Alors que l’explosion de la centrale nucléaire de Tchernobyl serait, pour de nombreuses associations, à l’origine de la hausse du nombre de patients atteints par un cancer de la thyroïde, une étude canadienne tend à démontrer que la hausse du cancer de la thyroïde serait plutôt le fait d’un meilleur dépistage.

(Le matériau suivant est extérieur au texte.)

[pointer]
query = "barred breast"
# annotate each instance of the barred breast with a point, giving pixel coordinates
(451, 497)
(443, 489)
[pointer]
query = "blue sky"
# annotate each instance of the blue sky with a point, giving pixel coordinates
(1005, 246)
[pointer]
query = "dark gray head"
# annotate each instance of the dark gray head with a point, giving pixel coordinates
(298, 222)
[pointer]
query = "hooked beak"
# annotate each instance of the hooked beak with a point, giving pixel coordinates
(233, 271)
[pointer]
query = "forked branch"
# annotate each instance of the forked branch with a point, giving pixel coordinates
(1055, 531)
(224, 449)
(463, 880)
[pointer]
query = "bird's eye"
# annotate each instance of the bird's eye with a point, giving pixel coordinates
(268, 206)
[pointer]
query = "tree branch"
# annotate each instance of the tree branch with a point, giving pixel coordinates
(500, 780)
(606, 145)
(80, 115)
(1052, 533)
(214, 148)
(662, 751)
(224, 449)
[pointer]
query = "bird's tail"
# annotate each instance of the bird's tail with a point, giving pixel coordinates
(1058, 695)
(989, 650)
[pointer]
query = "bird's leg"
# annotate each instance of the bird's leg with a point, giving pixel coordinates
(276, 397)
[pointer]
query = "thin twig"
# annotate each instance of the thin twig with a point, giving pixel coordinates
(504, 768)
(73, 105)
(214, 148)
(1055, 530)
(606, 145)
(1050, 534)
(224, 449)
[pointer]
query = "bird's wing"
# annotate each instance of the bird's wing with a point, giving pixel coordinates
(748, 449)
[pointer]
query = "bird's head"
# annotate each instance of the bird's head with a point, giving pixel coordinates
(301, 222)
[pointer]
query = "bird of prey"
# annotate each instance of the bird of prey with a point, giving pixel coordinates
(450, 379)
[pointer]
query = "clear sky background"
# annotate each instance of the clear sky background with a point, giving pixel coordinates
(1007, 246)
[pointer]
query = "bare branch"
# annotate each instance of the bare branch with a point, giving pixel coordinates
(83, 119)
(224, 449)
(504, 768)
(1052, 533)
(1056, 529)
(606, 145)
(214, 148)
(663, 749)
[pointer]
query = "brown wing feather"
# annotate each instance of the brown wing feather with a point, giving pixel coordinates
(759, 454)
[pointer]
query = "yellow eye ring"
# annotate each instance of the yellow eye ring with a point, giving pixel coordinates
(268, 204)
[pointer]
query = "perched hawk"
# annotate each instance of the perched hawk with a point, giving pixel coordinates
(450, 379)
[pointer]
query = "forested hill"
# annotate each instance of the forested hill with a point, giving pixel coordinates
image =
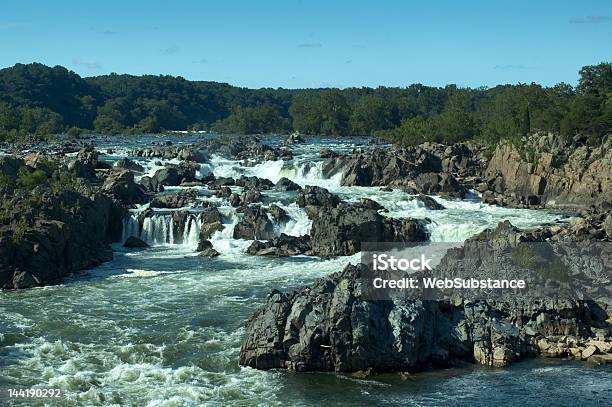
(37, 100)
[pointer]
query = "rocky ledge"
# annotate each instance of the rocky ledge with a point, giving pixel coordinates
(334, 325)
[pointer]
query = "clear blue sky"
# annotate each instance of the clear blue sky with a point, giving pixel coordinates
(306, 43)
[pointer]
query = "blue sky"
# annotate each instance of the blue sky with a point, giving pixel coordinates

Selon ces chercheurs canadiens qui ont publié un article dans la revue intitulée « The Canadian Medical Association Journal » de novembre, « de récents rapports provenant de l’Amérique du Nord et de l’Europe ont documenté une augmentation annuelle de l’incidence du cancer différencié de la thyroïde. »
Ils ont donc « cherché à analyser le lien entre les taux de détection, la taille de la tumeur, l’âge et le sexe » et l’augmentation du nombre de cancer de la thyroïde en Ontario (Canada).
À partir du Registre du cancer de l’Ontario, les chercheurs ont repéré 7422 cas de cancer différencié de la thyroïde diagnostiqués entre le 1er janvier 1990 et le 31 décembre 2001. Ils ont obtenu des rapports de pathologie sur un échantillon aléatoire de 10 % des 7422 patients pour chaque année de la période à l’étude. L’échantillon représentait toutes les régions d’Action Cancer Ontario. Les chercheurs ont ensuite comparé la taille de la tumeur des patients selon l’année, le sexe et l’âge.
Comme les chercheurs « s’y attendait, l’incidence du cancer différencié de la thyroïde a augmenté au cours de la période de 12 ans. On a réséqué un nombre significativement plus élevé de petites (≤ 2 cm) tumeurs non palpables en 2001 qu’en 1990 (p = 0,001). L’incidence des tumeurs de 2 à 4 cm de diamètre est demeurée stable. »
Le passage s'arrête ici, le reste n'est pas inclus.